Everyone talks slowly, quietly, and portentously in Shadowboxer, except for the director, whose gonzo style is trashily loud (admittedly, the photography is occasionally snazzy, but then it's overwrought). Daniels' film is almost always laughable, but only sometimes intentionally. Dorff definitively crosses into self-parody, with pet zebra, post-shooting "O Christmas Tree" rendition, and "You like pina coladas, don't you?" pick-up line, delivered to mouthy Macy Gray (in a good move, he delivers a redemptive turn in Oliver Stone's upcoming World Trade Center).

And then there's Joseph Gordon-Levitt, the suspiciously young mob doctor with the druggie girlfriend, Precious (Mo'Nique): here's an odd couple that could've fueled a fun thriller-comedy, but they remain on the confusing margins.

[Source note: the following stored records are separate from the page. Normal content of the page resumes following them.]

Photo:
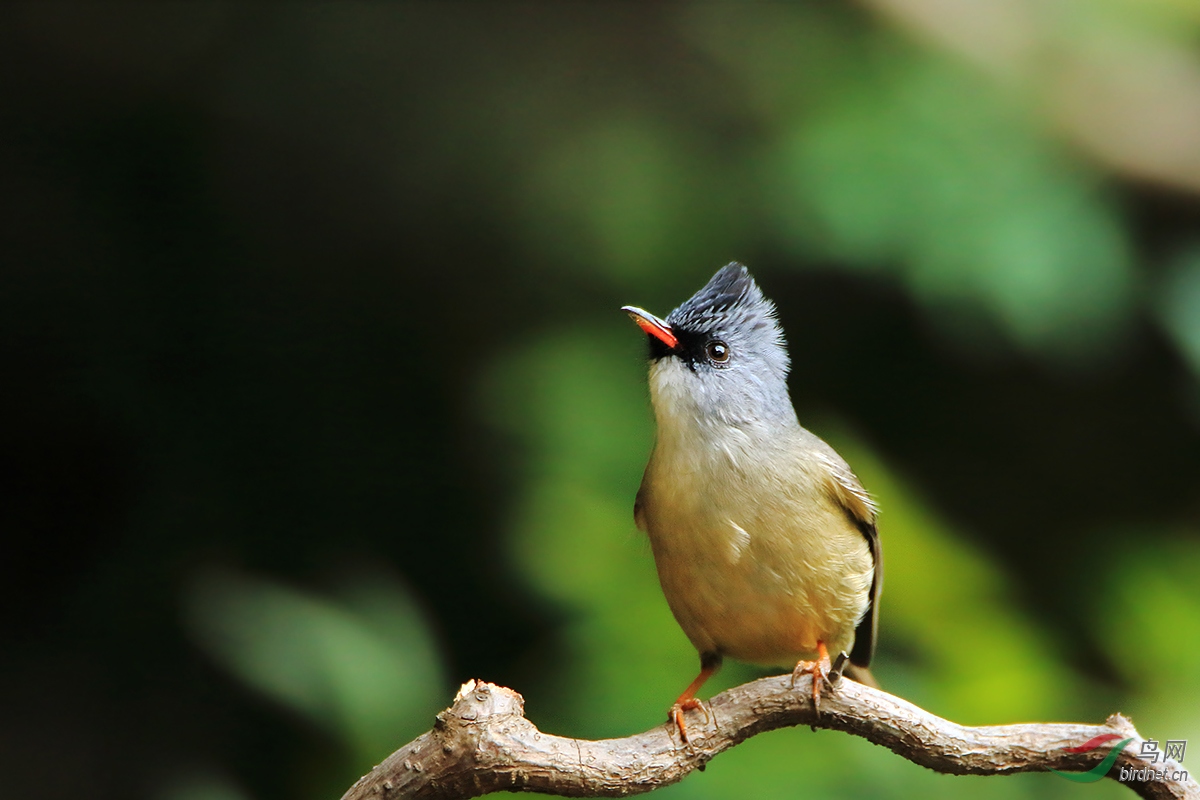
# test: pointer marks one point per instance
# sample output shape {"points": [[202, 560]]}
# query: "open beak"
{"points": [[652, 325]]}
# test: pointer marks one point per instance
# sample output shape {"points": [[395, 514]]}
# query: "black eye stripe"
{"points": [[718, 352]]}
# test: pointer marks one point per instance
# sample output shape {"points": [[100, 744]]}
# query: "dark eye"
{"points": [[718, 352]]}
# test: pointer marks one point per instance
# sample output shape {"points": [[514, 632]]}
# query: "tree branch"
{"points": [[484, 744]]}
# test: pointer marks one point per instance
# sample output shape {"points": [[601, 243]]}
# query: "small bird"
{"points": [[763, 537]]}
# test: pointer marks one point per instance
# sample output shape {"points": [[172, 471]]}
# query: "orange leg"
{"points": [[708, 665], [820, 671]]}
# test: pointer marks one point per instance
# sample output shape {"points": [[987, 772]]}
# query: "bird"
{"points": [[763, 539]]}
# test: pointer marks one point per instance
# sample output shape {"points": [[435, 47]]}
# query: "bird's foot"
{"points": [[677, 711], [822, 671]]}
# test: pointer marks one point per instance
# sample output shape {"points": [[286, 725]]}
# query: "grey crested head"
{"points": [[720, 356]]}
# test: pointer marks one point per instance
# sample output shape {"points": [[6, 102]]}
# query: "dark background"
{"points": [[317, 401]]}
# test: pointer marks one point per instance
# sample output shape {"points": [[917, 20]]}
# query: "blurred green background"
{"points": [[317, 401]]}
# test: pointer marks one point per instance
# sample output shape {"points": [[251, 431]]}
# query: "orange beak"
{"points": [[652, 325]]}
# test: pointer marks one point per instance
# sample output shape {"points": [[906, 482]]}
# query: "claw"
{"points": [[688, 702], [822, 672], [677, 713]]}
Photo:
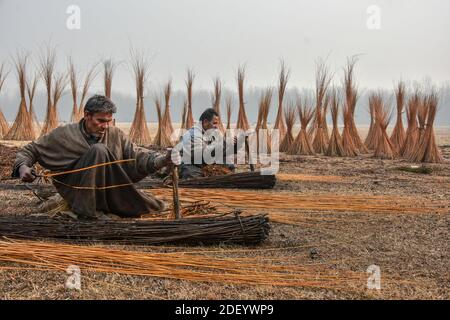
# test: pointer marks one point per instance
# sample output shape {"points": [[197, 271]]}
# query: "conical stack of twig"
{"points": [[229, 111], [109, 66], [384, 149], [369, 141], [351, 97], [428, 150], [22, 128], [216, 101], [167, 118], [422, 113], [242, 121], [398, 134], [74, 91], [288, 139], [47, 65], [59, 84], [4, 126], [161, 138], [282, 82], [320, 141], [262, 130], [335, 147], [139, 132], [302, 144], [183, 120], [412, 132], [189, 84], [31, 91], [90, 76]]}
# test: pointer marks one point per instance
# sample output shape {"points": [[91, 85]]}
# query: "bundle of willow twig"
{"points": [[190, 266], [4, 126], [244, 180], [22, 128], [206, 230], [282, 82]]}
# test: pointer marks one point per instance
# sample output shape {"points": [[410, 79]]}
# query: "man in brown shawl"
{"points": [[105, 188]]}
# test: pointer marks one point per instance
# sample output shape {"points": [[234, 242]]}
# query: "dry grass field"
{"points": [[331, 218]]}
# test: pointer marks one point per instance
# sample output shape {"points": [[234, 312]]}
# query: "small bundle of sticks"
{"points": [[244, 180], [205, 230]]}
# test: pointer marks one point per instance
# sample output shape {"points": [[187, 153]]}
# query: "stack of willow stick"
{"points": [[205, 230]]}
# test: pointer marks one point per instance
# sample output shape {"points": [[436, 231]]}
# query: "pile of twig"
{"points": [[244, 180], [213, 230]]}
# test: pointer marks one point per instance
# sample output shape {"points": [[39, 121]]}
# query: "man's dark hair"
{"points": [[208, 114], [99, 103]]}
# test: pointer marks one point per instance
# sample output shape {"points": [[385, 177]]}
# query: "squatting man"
{"points": [[98, 192]]}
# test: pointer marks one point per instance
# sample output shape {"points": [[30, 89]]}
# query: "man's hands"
{"points": [[26, 173], [169, 160]]}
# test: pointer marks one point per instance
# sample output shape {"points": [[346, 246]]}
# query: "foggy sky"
{"points": [[215, 36]]}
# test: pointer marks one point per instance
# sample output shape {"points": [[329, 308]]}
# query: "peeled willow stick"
{"points": [[215, 101], [242, 121], [398, 135], [189, 85], [139, 133], [167, 118], [4, 126], [282, 82], [288, 140], [302, 144], [384, 149], [335, 145], [47, 65], [22, 128], [428, 150]]}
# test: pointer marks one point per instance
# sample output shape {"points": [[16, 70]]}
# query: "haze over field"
{"points": [[214, 37]]}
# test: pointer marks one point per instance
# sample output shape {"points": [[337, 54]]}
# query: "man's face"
{"points": [[97, 123], [213, 124]]}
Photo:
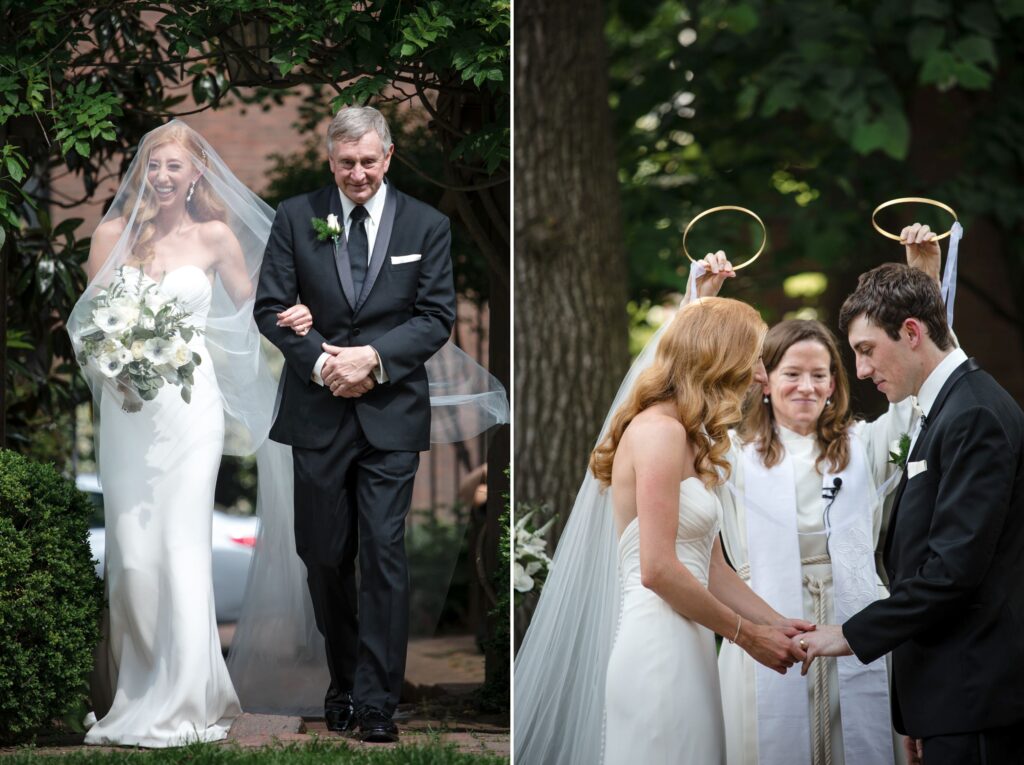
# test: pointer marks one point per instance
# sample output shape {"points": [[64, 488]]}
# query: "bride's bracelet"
{"points": [[739, 623]]}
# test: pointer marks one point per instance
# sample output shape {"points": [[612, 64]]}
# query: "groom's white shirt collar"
{"points": [[931, 387]]}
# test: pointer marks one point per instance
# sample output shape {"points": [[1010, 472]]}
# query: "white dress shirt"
{"points": [[375, 208]]}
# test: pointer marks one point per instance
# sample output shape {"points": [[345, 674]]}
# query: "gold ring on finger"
{"points": [[722, 208], [907, 201]]}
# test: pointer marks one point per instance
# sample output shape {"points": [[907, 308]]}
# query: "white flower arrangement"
{"points": [[138, 339], [529, 552]]}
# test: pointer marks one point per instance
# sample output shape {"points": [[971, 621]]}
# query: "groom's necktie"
{"points": [[358, 248]]}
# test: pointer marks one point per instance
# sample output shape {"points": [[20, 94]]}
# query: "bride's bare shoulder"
{"points": [[658, 432], [216, 232]]}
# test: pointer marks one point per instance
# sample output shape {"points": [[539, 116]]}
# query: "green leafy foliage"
{"points": [[811, 113], [496, 691], [49, 612], [81, 83]]}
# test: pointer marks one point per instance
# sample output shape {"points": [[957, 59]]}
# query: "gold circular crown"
{"points": [[910, 200], [764, 232]]}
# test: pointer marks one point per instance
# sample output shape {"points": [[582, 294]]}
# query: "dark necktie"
{"points": [[358, 248]]}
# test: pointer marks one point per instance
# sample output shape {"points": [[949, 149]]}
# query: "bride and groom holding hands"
{"points": [[620, 666], [353, 285]]}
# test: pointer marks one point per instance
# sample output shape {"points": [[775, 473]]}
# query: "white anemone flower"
{"points": [[112, 320], [158, 350], [111, 365], [155, 299], [180, 352]]}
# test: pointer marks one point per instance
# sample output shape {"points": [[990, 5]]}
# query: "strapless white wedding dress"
{"points": [[663, 702], [161, 679]]}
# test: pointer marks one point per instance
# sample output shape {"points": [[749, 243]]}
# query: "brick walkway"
{"points": [[440, 674]]}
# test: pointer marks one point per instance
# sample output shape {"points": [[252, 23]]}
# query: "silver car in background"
{"points": [[233, 541]]}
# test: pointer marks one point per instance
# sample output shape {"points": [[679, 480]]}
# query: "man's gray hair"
{"points": [[351, 123]]}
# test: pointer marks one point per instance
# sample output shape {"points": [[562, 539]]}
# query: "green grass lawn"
{"points": [[305, 754]]}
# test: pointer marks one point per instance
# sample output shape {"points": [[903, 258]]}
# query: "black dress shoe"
{"points": [[341, 718], [376, 726]]}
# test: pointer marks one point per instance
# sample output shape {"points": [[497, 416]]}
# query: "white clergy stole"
{"points": [[773, 551]]}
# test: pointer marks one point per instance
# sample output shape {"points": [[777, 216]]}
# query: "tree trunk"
{"points": [[570, 283]]}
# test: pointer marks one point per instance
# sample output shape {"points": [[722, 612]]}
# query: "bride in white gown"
{"points": [[182, 228], [181, 231], [636, 680]]}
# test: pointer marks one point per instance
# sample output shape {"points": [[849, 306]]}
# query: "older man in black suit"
{"points": [[954, 550], [374, 267]]}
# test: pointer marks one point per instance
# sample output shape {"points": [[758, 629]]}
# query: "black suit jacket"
{"points": [[406, 311], [954, 555]]}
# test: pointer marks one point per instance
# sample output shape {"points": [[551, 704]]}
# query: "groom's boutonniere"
{"points": [[899, 450], [329, 228]]}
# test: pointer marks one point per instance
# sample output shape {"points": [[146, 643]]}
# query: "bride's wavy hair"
{"points": [[704, 364], [758, 425], [203, 206]]}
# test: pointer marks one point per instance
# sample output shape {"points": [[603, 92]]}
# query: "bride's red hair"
{"points": [[704, 364]]}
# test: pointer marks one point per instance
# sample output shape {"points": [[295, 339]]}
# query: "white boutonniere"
{"points": [[329, 228], [899, 450]]}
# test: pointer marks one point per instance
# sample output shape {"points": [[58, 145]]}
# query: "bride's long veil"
{"points": [[561, 665], [278, 661]]}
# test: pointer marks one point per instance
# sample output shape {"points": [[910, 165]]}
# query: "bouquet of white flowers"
{"points": [[530, 550], [138, 339]]}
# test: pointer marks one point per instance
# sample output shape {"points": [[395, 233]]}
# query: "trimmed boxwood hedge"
{"points": [[50, 597]]}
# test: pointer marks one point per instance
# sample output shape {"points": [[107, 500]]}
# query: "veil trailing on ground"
{"points": [[278, 661], [561, 665]]}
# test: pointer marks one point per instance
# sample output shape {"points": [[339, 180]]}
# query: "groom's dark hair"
{"points": [[889, 295]]}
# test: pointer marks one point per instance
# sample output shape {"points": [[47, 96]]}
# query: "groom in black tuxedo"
{"points": [[954, 551], [376, 272]]}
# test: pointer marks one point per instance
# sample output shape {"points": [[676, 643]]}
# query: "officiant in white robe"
{"points": [[775, 518]]}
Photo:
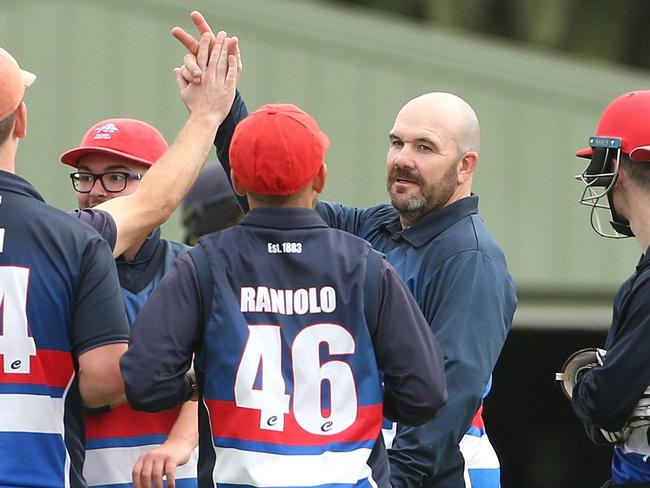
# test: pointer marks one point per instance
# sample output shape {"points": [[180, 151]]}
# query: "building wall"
{"points": [[353, 71]]}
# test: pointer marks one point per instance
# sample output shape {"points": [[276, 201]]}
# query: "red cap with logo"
{"points": [[13, 83], [277, 150], [128, 138], [627, 118]]}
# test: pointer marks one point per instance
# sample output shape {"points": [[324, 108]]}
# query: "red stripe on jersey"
{"points": [[234, 422], [49, 367], [123, 421], [477, 421]]}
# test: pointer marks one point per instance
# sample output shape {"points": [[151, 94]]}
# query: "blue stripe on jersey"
{"points": [[484, 478], [361, 484], [267, 447], [17, 388], [475, 432], [629, 467], [143, 440], [180, 483], [28, 459]]}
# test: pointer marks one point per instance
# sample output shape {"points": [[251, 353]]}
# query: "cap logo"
{"points": [[105, 131]]}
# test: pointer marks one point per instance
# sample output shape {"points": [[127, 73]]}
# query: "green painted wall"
{"points": [[353, 71]]}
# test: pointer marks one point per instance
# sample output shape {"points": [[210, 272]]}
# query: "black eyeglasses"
{"points": [[112, 181]]}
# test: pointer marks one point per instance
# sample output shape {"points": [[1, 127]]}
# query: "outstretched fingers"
{"points": [[187, 39]]}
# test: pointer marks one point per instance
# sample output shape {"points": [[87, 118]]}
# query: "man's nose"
{"points": [[97, 188]]}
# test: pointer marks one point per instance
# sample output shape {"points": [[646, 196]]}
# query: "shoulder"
{"points": [[470, 236], [176, 248], [102, 222]]}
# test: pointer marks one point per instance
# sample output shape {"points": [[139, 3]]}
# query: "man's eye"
{"points": [[116, 177]]}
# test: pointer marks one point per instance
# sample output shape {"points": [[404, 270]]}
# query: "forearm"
{"points": [[186, 428], [165, 184], [100, 382]]}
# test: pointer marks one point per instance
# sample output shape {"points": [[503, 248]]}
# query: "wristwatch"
{"points": [[191, 387]]}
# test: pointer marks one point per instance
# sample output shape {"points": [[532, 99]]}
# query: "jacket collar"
{"points": [[16, 184], [283, 218], [430, 226]]}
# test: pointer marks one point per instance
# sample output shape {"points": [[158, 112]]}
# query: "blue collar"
{"points": [[430, 226], [283, 218], [146, 251]]}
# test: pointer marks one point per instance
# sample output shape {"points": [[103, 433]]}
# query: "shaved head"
{"points": [[449, 112], [433, 153]]}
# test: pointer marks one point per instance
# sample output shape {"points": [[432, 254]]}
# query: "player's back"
{"points": [[292, 386], [46, 269]]}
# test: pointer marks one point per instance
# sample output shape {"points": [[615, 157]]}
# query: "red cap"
{"points": [[277, 150], [627, 118], [13, 83], [129, 138]]}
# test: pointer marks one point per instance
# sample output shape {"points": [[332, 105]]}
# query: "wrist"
{"points": [[191, 386]]}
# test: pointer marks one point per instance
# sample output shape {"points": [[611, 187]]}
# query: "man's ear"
{"points": [[320, 179], [20, 122], [467, 166], [237, 185]]}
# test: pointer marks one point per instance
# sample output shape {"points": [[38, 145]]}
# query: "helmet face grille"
{"points": [[599, 178]]}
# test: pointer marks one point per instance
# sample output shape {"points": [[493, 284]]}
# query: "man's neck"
{"points": [[132, 252]]}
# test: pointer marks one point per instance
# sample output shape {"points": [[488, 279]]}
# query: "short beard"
{"points": [[429, 201], [416, 208]]}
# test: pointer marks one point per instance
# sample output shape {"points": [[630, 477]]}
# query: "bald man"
{"points": [[434, 237]]}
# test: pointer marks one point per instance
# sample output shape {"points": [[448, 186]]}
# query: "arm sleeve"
{"points": [[99, 317], [163, 339], [407, 354], [238, 112], [469, 304], [605, 396], [99, 220]]}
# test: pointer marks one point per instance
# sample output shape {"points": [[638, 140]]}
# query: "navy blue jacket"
{"points": [[605, 396], [458, 275], [287, 250]]}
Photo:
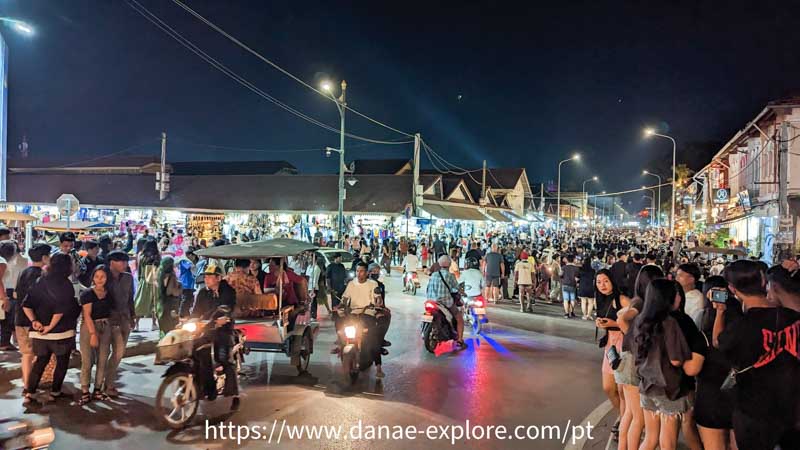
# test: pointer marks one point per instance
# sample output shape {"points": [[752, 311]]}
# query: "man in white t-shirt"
{"points": [[524, 273], [688, 275]]}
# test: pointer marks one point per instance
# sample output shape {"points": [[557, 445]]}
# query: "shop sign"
{"points": [[744, 199], [721, 196]]}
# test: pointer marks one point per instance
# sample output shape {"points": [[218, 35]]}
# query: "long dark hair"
{"points": [[658, 301]]}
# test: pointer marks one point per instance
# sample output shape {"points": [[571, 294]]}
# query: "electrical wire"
{"points": [[282, 70], [163, 26], [132, 147], [259, 150]]}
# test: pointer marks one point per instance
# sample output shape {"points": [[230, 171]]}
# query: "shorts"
{"points": [[23, 340], [614, 338], [661, 404], [626, 372]]}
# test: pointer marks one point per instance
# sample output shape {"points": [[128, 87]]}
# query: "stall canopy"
{"points": [[452, 212], [497, 216], [61, 225], [273, 248]]}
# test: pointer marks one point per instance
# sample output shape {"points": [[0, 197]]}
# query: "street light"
{"points": [[575, 157], [583, 190], [341, 105], [648, 132], [658, 218], [22, 28]]}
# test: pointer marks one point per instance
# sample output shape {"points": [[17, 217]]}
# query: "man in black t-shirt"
{"points": [[40, 257], [760, 349]]}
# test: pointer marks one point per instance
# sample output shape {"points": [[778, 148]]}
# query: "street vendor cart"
{"points": [[290, 330]]}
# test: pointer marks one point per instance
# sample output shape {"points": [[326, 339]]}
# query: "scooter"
{"points": [[438, 324], [475, 313], [411, 283], [357, 346], [180, 392]]}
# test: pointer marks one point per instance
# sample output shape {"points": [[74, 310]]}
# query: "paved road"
{"points": [[513, 375]]}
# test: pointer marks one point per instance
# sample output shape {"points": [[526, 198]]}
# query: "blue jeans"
{"points": [[95, 356], [119, 341], [569, 293]]}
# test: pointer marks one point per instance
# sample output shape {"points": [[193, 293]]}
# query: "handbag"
{"points": [[455, 295]]}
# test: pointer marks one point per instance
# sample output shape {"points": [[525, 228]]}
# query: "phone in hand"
{"points": [[719, 296]]}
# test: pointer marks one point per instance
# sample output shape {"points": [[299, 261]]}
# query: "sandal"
{"points": [[85, 398]]}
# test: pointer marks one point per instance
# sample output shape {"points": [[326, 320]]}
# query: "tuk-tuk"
{"points": [[275, 334]]}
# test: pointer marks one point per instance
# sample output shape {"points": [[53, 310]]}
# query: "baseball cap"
{"points": [[212, 269]]}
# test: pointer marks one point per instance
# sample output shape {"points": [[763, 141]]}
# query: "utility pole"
{"points": [[483, 183], [786, 228], [415, 182], [163, 177]]}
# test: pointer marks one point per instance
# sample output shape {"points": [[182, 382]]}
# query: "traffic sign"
{"points": [[68, 204]]}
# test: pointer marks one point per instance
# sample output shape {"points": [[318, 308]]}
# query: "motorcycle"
{"points": [[475, 313], [26, 434], [180, 392], [411, 283], [438, 324], [357, 346]]}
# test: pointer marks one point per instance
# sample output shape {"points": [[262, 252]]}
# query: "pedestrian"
{"points": [[122, 318], [95, 337], [713, 408], [766, 389], [660, 350], [169, 296], [53, 311], [609, 301], [40, 257], [10, 268], [147, 276], [524, 274], [586, 288], [493, 271], [569, 286]]}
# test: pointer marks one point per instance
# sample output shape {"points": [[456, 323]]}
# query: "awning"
{"points": [[497, 216], [452, 212]]}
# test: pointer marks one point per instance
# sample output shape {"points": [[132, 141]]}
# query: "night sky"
{"points": [[516, 83]]}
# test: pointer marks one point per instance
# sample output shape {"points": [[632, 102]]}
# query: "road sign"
{"points": [[68, 204]]}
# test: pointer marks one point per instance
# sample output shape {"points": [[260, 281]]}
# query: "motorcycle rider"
{"points": [[438, 291], [217, 292], [472, 278], [361, 293]]}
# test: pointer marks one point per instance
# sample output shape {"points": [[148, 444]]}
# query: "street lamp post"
{"points": [[575, 157], [583, 191], [341, 105], [658, 218], [23, 28], [650, 132]]}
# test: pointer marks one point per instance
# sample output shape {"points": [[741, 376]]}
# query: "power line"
{"points": [[282, 70], [132, 147], [163, 26]]}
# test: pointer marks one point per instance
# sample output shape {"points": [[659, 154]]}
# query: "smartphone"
{"points": [[719, 296]]}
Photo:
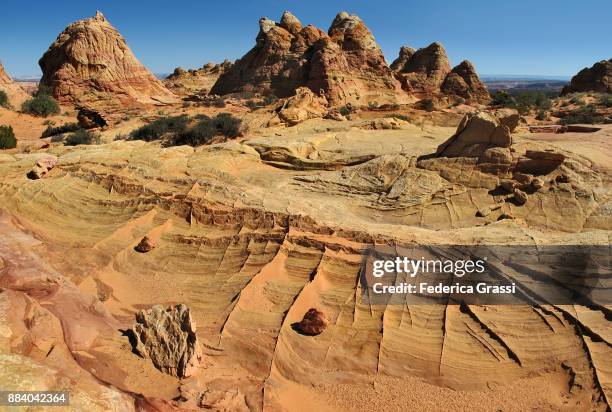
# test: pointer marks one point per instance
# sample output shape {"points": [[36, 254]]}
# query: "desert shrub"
{"points": [[65, 128], [41, 104], [541, 115], [4, 100], [227, 125], [7, 138], [160, 127], [82, 136], [399, 116], [524, 102], [201, 133]]}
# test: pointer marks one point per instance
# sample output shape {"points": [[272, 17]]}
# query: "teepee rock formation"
{"points": [[594, 79], [91, 64], [427, 72], [463, 81], [426, 69], [345, 63], [15, 93]]}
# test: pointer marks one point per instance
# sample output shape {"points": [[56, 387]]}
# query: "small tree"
{"points": [[7, 138]]}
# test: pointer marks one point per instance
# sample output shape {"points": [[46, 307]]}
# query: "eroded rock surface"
{"points": [[303, 106], [167, 336], [14, 92], [90, 64], [463, 81], [597, 78]]}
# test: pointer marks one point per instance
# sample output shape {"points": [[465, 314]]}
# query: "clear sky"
{"points": [[520, 37]]}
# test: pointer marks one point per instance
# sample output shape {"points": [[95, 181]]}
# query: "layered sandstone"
{"points": [[167, 336], [427, 72], [597, 78], [346, 63], [253, 233], [15, 93], [90, 64]]}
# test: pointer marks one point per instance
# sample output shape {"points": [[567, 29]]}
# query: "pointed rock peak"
{"points": [[265, 24], [407, 51], [99, 16], [436, 47], [344, 21], [465, 66], [290, 23]]}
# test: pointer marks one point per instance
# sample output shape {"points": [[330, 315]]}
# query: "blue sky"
{"points": [[520, 37]]}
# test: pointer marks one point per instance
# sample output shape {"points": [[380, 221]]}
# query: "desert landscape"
{"points": [[195, 242]]}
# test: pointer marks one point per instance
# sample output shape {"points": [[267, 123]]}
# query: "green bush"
{"points": [[181, 130], [82, 136], [227, 125], [7, 138], [42, 104], [4, 100], [201, 133], [65, 128], [161, 127]]}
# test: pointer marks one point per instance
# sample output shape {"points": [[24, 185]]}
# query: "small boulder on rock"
{"points": [[303, 106], [167, 336], [313, 323], [145, 245], [42, 167]]}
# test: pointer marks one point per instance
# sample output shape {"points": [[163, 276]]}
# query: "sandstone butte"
{"points": [[597, 78], [427, 72], [345, 63], [15, 93], [90, 64]]}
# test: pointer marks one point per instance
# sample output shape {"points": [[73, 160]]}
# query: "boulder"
{"points": [[313, 323], [597, 78], [463, 81], [303, 106], [90, 64], [346, 63], [42, 167], [89, 118], [16, 95], [475, 134], [508, 117], [167, 336], [145, 245]]}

The hits just keep on comin', with a wheelchair-bound contact in a suit who doles out jobs and payments. When the dialogue becomes resolutely insensible (Mikey: "I can't do this shit anymore." Man in wheelchair: "You're a good kid"), one begins to suspect the whole movie is some sort of psychological test for critics or perhaps avant-garde cinema we're just not prepared to understand yet.

If incidents don't follow clearly from each other—and they don't—and years pass unconvincingly, Shadowboxer ironically resembles Rose's view of death: "You leave something behind." Daniels gets points for the residue of boldness even in the face of badness. Shadowboxer may be perfectly dreadful, but Daniels goes for the gusto. Any film that gets laughs for its hilariously inappropriate dedications (one to his Uncle Reggie, right on the heels of the silly ending, and another at the end of the scroll, "To Philadelphia—my city of cinematic love!") can't be all bad.